Missão do jeitinho das crianças
Essa sensibilidade infantil, quando orientada e nutrida com intencionalidade, transforma gestos simples em sementes do Evangelho. É nesse terreno fértil que a missão floresce com a naturalidade própria da infância.
Élica ensina às crianças que há três formas práticas de se envolver na missão: indo, orando e contribuindo. Isso inclui, por exemplo, falar sobre Jesus para colegas, interceder pelos missionários e separar ofertas ou roupas para doação. “Parece complexo, mas não é. As crianças entendem com naturalidade. Elas já sabem o que é orar, o que é ajudar, o que é amar”, reforça.
Segundo Silvana Martines, missionária da Junta de Missões Nacionais (JMN), que atua como coordenadora de mobilização da instituição, as crianças são muito mais receptivas do que se imagina. “Não é difícil envolvê-las na obra missionária. O que elas precisam é de clareza, de estímulo e de exemplo. Quando enxergam sentido, elas se engajam com o coração inteiro”, relata.
Silvana ministra aulas, palestras e lidera ações estratégicas para despertar vocações e integrar crianças, famílias e comunidades à missão de Deus, formando promotores e líderes para envolver igrejas na causa missionária.
A menina de 2Rs 5 e a sensibilidade missionária
Ao reconhecer nas crianças sujeitos do agir de Deus, passos importantes são dados para integrá-las ao propósito eterno da missão. Isso requer intencionalidade, pais e líderes que precisam valorizar os pequenos não apenas como futuros missionários, mas como vocacionados no agora.

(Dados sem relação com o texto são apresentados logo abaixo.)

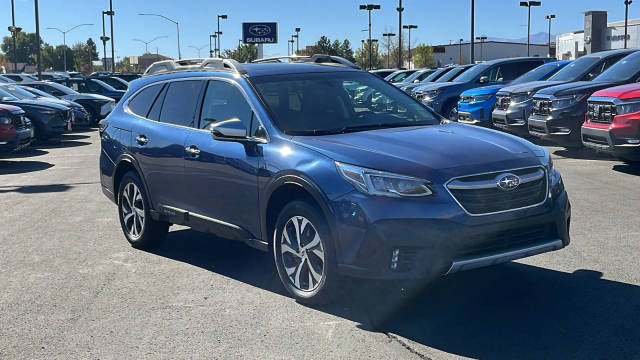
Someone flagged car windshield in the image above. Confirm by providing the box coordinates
[0,86,20,101]
[548,56,600,81]
[20,86,57,99]
[90,79,117,91]
[511,64,562,85]
[434,66,469,82]
[251,71,440,135]
[46,82,79,95]
[593,52,640,82]
[2,85,38,99]
[456,64,491,82]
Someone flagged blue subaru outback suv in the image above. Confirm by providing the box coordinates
[99,59,571,303]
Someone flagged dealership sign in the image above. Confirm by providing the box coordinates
[242,22,278,44]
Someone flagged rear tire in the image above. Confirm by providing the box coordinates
[272,201,340,305]
[118,171,169,249]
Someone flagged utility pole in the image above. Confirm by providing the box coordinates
[9,0,22,73]
[109,0,116,73]
[396,0,404,68]
[520,0,542,56]
[545,14,556,56]
[471,0,476,64]
[382,33,396,68]
[402,25,418,69]
[360,4,380,70]
[34,0,42,80]
[624,0,633,49]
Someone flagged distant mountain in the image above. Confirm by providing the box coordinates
[487,32,556,44]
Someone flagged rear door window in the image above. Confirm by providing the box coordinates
[160,80,203,127]
[129,84,163,117]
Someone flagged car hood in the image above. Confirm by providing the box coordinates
[460,85,502,96]
[593,83,640,100]
[1,99,69,111]
[293,123,544,183]
[536,81,619,96]
[62,94,114,102]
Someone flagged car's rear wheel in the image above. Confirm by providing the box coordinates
[118,171,169,249]
[273,201,338,304]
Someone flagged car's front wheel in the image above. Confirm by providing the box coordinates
[273,201,338,304]
[118,171,169,249]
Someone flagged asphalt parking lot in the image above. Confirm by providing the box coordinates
[0,130,640,359]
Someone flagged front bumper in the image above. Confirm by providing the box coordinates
[581,125,640,161]
[333,181,571,281]
[491,101,533,136]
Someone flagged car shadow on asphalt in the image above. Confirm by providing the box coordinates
[0,159,54,175]
[146,229,640,359]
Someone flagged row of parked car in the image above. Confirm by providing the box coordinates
[0,73,141,153]
[374,49,640,162]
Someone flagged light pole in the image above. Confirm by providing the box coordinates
[402,25,418,69]
[382,33,396,68]
[624,0,633,49]
[396,0,404,68]
[520,1,542,56]
[476,36,487,61]
[545,14,556,56]
[216,14,227,57]
[133,35,167,54]
[9,0,22,73]
[100,11,111,71]
[47,24,93,72]
[139,14,182,60]
[209,34,218,57]
[360,4,380,70]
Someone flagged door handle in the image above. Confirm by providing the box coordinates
[184,145,200,158]
[136,135,149,145]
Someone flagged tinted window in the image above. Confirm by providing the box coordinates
[200,81,253,129]
[251,71,439,135]
[129,84,162,117]
[596,52,640,82]
[160,80,202,126]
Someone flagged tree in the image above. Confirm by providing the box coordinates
[0,32,43,65]
[412,44,434,68]
[222,44,258,62]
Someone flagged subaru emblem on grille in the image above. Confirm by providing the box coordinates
[496,173,520,191]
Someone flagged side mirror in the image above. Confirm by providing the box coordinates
[211,118,247,141]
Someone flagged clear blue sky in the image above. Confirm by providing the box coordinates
[0,0,640,57]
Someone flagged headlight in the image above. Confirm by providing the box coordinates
[616,101,640,115]
[511,91,532,104]
[336,162,433,197]
[471,94,493,102]
[551,94,587,109]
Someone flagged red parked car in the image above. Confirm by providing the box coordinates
[0,104,33,154]
[581,83,640,163]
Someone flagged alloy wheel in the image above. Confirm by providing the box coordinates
[122,182,144,240]
[280,216,325,291]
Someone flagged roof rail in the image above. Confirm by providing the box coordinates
[142,58,246,76]
[252,54,360,69]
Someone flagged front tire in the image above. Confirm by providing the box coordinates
[118,171,169,249]
[273,201,339,305]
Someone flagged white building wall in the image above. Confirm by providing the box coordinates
[433,42,549,65]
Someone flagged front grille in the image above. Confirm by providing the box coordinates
[456,224,558,258]
[533,98,552,116]
[587,101,617,124]
[447,167,547,215]
[496,95,511,110]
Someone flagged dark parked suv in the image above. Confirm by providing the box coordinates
[99,60,571,302]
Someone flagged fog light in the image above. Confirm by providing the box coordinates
[391,249,400,270]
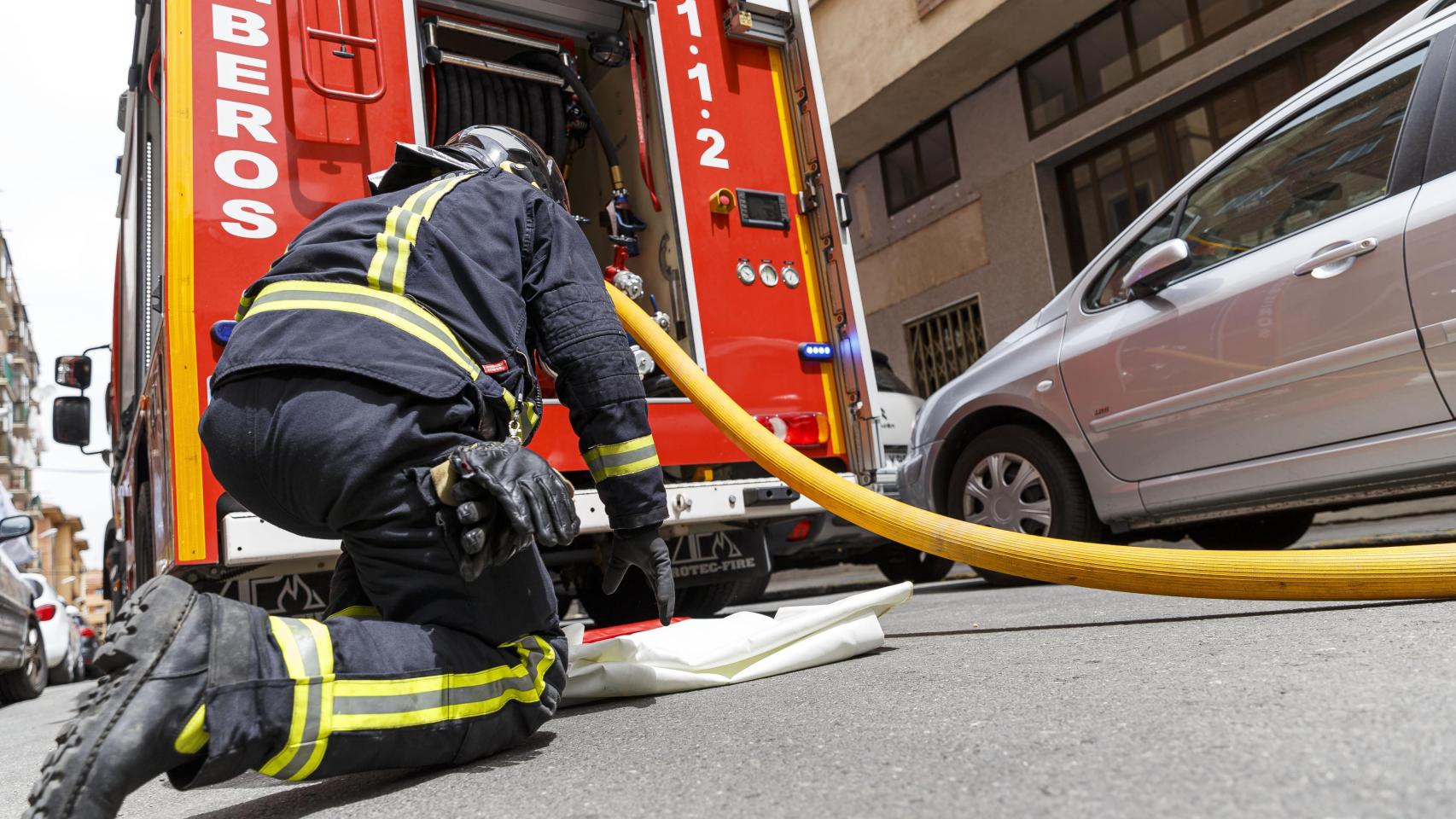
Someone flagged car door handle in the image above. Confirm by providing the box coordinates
[1295,235,1380,279]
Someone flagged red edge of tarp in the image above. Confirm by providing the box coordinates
[581,617,687,643]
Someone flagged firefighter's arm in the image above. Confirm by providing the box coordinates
[524,198,667,532]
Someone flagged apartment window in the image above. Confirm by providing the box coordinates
[879,113,961,214]
[1057,0,1419,269]
[906,295,986,396]
[1021,0,1287,134]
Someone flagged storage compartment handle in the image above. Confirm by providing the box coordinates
[299,0,384,105]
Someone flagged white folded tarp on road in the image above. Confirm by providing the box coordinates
[562,584,913,706]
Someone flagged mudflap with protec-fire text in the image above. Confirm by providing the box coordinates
[668,530,770,590]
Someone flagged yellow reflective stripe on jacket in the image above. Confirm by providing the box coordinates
[172,703,210,757]
[585,435,658,483]
[369,173,475,295]
[258,617,334,781]
[243,275,480,381]
[324,605,379,619]
[332,636,556,732]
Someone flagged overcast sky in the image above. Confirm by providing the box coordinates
[0,0,132,567]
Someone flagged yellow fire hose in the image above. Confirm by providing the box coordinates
[607,287,1456,601]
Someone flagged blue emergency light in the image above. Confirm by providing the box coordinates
[213,318,237,345]
[800,342,835,361]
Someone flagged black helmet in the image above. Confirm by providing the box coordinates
[370,125,571,211]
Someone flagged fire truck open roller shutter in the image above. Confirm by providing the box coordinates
[607,287,1456,601]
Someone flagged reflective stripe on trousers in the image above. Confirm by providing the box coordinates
[259,617,556,781]
[584,435,658,483]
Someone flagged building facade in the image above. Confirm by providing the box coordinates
[77,569,111,637]
[0,231,41,512]
[812,0,1419,394]
[31,503,89,608]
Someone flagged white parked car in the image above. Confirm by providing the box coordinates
[20,575,86,685]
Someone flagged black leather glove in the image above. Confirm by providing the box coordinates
[431,441,581,580]
[602,526,674,625]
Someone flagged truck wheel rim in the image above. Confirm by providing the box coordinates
[961,452,1051,535]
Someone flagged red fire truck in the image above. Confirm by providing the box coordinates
[55,0,878,623]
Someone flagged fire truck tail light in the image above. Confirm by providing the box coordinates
[789,518,814,543]
[754,412,829,448]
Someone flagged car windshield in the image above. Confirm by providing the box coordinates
[874,352,914,396]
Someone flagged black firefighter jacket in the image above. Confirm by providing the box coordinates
[213,169,667,530]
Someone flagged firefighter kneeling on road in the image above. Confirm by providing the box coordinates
[29,125,673,817]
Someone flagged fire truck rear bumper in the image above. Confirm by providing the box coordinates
[220,474,853,566]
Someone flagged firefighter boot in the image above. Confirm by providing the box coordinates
[25,578,232,819]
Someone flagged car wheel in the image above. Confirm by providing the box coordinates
[875,544,955,584]
[946,425,1108,586]
[1188,512,1315,551]
[0,619,47,703]
[48,642,76,685]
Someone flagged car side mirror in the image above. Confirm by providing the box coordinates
[51,396,90,446]
[55,355,90,390]
[1122,239,1191,299]
[0,515,35,540]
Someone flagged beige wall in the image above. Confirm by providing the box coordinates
[811,0,1107,166]
[37,505,87,607]
[814,0,1377,378]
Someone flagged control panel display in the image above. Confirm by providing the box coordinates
[738,188,789,229]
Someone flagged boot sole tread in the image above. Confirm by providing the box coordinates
[22,578,196,819]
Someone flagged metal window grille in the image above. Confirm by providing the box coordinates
[906,295,986,396]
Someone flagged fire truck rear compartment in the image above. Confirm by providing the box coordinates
[421,0,695,362]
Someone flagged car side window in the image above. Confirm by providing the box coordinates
[1087,49,1427,308]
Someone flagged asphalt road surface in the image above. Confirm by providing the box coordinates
[0,564,1456,819]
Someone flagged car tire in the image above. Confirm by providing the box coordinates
[47,642,76,685]
[0,619,47,703]
[1188,511,1315,551]
[945,423,1109,586]
[875,544,955,584]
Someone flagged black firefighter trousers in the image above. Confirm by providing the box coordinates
[188,369,567,787]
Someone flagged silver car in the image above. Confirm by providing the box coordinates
[900,2,1456,582]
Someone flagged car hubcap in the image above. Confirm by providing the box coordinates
[23,629,41,678]
[963,452,1051,535]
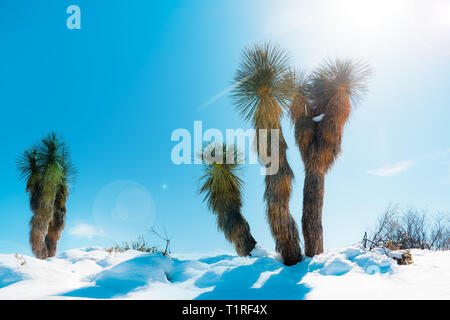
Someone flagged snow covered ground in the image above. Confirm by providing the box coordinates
[0,245,450,299]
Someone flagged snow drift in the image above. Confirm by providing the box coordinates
[0,245,450,299]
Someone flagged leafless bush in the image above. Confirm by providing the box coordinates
[363,205,450,250]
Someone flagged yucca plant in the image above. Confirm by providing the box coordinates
[196,144,256,256]
[18,132,75,259]
[290,59,372,257]
[232,43,302,265]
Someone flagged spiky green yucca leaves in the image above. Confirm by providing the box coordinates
[306,59,373,107]
[197,144,256,256]
[232,44,294,129]
[290,59,372,256]
[232,44,302,265]
[18,133,75,259]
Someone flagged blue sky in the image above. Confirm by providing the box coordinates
[0,0,450,254]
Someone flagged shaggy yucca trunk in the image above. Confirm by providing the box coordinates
[45,186,67,257]
[30,208,52,260]
[302,171,325,257]
[290,60,372,257]
[17,132,75,259]
[233,43,302,265]
[217,207,256,256]
[264,129,302,266]
[197,143,256,256]
[302,90,351,257]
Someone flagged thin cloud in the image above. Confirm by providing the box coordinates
[368,160,415,177]
[69,223,105,239]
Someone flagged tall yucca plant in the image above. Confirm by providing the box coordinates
[197,144,256,256]
[233,44,302,265]
[290,59,372,257]
[18,132,75,259]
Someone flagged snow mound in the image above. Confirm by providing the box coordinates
[0,245,450,299]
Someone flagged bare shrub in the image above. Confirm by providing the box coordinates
[363,205,450,250]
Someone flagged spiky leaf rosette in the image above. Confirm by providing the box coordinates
[197,144,243,216]
[307,59,373,113]
[36,132,75,208]
[232,43,293,129]
[196,143,256,256]
[17,148,40,192]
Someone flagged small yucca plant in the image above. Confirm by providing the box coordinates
[290,59,372,257]
[197,144,256,256]
[17,132,75,259]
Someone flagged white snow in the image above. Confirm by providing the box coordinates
[0,245,450,299]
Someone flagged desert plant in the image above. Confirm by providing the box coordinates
[106,236,162,253]
[232,44,302,265]
[197,143,256,256]
[18,132,75,259]
[363,205,450,250]
[290,59,372,257]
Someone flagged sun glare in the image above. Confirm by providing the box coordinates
[337,0,407,31]
[438,3,450,27]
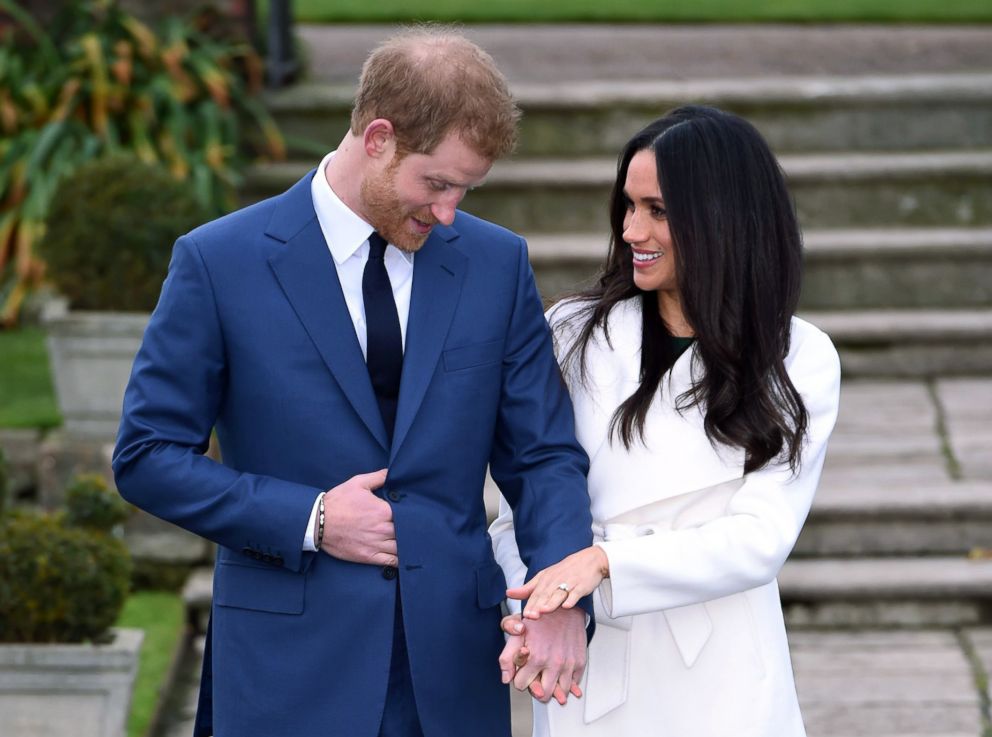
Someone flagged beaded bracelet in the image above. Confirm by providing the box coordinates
[317,494,324,550]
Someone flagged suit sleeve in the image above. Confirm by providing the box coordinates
[113,236,322,570]
[490,242,592,614]
[597,331,840,617]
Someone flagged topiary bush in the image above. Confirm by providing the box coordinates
[0,476,131,642]
[0,448,10,516]
[40,154,209,312]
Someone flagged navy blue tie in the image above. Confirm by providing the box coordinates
[362,232,403,441]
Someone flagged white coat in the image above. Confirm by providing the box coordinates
[490,298,840,737]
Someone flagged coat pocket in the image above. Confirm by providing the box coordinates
[475,563,506,609]
[444,340,503,371]
[214,562,306,614]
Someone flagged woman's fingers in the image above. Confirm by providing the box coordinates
[499,614,524,635]
[506,573,541,599]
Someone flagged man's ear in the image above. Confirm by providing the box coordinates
[362,118,396,160]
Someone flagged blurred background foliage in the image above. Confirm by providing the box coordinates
[0,0,285,326]
[257,0,992,25]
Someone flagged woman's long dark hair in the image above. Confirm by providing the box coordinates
[560,106,809,472]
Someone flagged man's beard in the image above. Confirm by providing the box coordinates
[361,162,437,253]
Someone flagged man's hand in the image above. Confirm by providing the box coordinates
[499,614,530,684]
[508,609,586,705]
[320,468,399,566]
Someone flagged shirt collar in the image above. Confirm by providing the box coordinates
[310,151,413,266]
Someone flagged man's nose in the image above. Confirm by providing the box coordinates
[431,199,458,225]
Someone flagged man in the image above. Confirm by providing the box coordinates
[114,30,591,737]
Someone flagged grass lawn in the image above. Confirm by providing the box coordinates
[258,0,992,23]
[117,591,185,737]
[0,328,62,427]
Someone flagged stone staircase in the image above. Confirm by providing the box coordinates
[236,31,992,627]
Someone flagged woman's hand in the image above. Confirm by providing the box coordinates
[506,545,610,619]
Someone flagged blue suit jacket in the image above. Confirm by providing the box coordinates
[114,172,591,737]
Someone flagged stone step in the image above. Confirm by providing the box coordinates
[793,480,992,558]
[242,149,992,233]
[524,228,992,310]
[779,556,992,627]
[801,309,992,379]
[266,73,992,157]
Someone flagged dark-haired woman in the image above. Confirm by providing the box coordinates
[491,107,840,737]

Há séculos, histórias bíblicas revelam crianças que se tornaram instrumentos de Deus para cumprir sua missão. A menina que servia à esposa de Naamã, descrita em 2 Reis 5, é um desses exemplos comoventes. Ela era jovem, estrangeira, em situação de vulnerabilidade, e ainda assim, foi capaz de reconhecer a dor do outro e apontar o caminho para a cura.
“Ela mostra um coração puro, incrivelmente vazio de amargura, hostilidade ou ódio”, observa Jan Greenwood. O gesto simples de indicar um profeta em Israel se tornou um ato missionário de enorme repercussão.
A partir dessa narrativa, emerge uma reflexão necessária: será que está sendo ensinado às crianças perceberem e responderem ao sofrimento do outro? Ao protegê-las de tudo, não se estaria também bloqueando nelas a sensibilidade para com o mundo?
Ensinamento que começa em casa
Para Jan Greenwood, é essencial que a igreja e as famílias cultivem nos pequenos uma espiritualidade que envolva serviço, empatia e compaixão. “Devemos dar-lhes oportunidade para falar, testemunhar e até pregar. Por isso devemos orar por elas e com elas, reconhecendo o seu papel no Reino dos céus”, afirma, acrescentando que tudo isso deve ser feito com acompanhamento e orientação.
Essa preparação começa em casa. Criar filhos com visão missionária envolve uma pedagogia da vida, com conversas sobre o que Deus está fazendo no mundo, encontros com missionários, histórias que inspirem a generosidade, envolvimento com projetos sociais e ações da igreja. Não se trata apenas de transmitir doutrina, mas de compartilhar a vida cotidiana.
Élica lembra que muitas vezes as crianças são subestimadas. “Elas aprendem sobre fé quando veem a fé sendo vivida em casa. E também são as que mais ensinam a gente a confiar, a depender de Deus”, diz.
Uma cultura construída
Estela Mendes, que congrega na Segunda Igreja Batista de Feu Rosa, Serra (ES), destaca que criar filhos com visão missionária é uma construção diária. Ela é missionária voluntária da JMN e coordenadora estadual dos projetos de mobilização infantil Viver Escola e Pequeno Capelão Escolar.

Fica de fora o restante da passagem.